Echoes Of The 2008 Crisis

As the Middle East conflict continues unabated, Black compared the current situation to the 2008 financial crisis. He said that central banks failed to cut interest rates quickly enough and chose to focus on the impact of rising energy prices on inflation.  

Earlier this month, the United States and Israel commenced strikes on Iran aimed largely at stopping Tehran’s nuclear program. The conflict has since spread across the Middle East, disrupting oil shipments through the vital Strait of Hormuz.  

At the time of writing, U.S. West Texas Intermediate (WTI) crude futures maturing in April traded 1% higher at nearly $97 a barrel, and Brent crude futures expiring in May increased 1% at $101 a barrel. 

What Drove The Historic Oil Surge?

Black also noted that the oil price surge from mid-2007 to mid-2008 differed from earlier shocks, which were driven by supply disruptions. 
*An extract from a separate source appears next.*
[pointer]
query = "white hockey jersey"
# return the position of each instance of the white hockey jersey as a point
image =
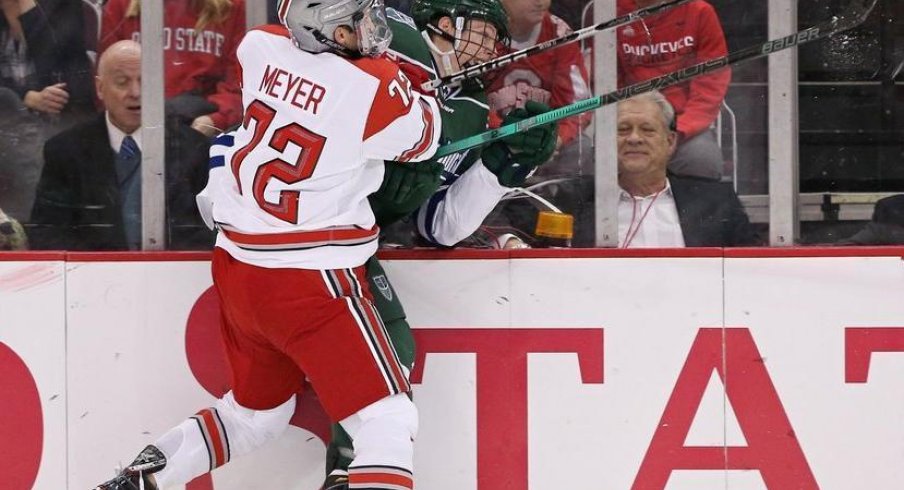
(292, 191)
“The primary driver was strong global demand led by China and other emerging economies meeting stagnating world oil production, creating a tight market where even modest imbalances required large price adjustments due to oil's low short-run price elasticity of demand and supply,” he stated.

A recent Bloomberg report cited Peter Kazimir, a member of the ECB’s Governing Council, saying that the surge in energy prices could force the ECB to consider tightening monetary policy earlier than expected.

U.S. equities edged lower on Friday. At the time of writing, the SPDR S&P 500 ETF (SPY), which tracks the S&P 500 index, was down 0.2%; the Invesco QQQ Trust ETF (QQQ) inched 0.3% lower. Retail sentiment on Stocktwits around the S&P 500 ETF was in the ‘bearish’ territory. The United States Oil Fund (USO) inched 0.2% on Friday.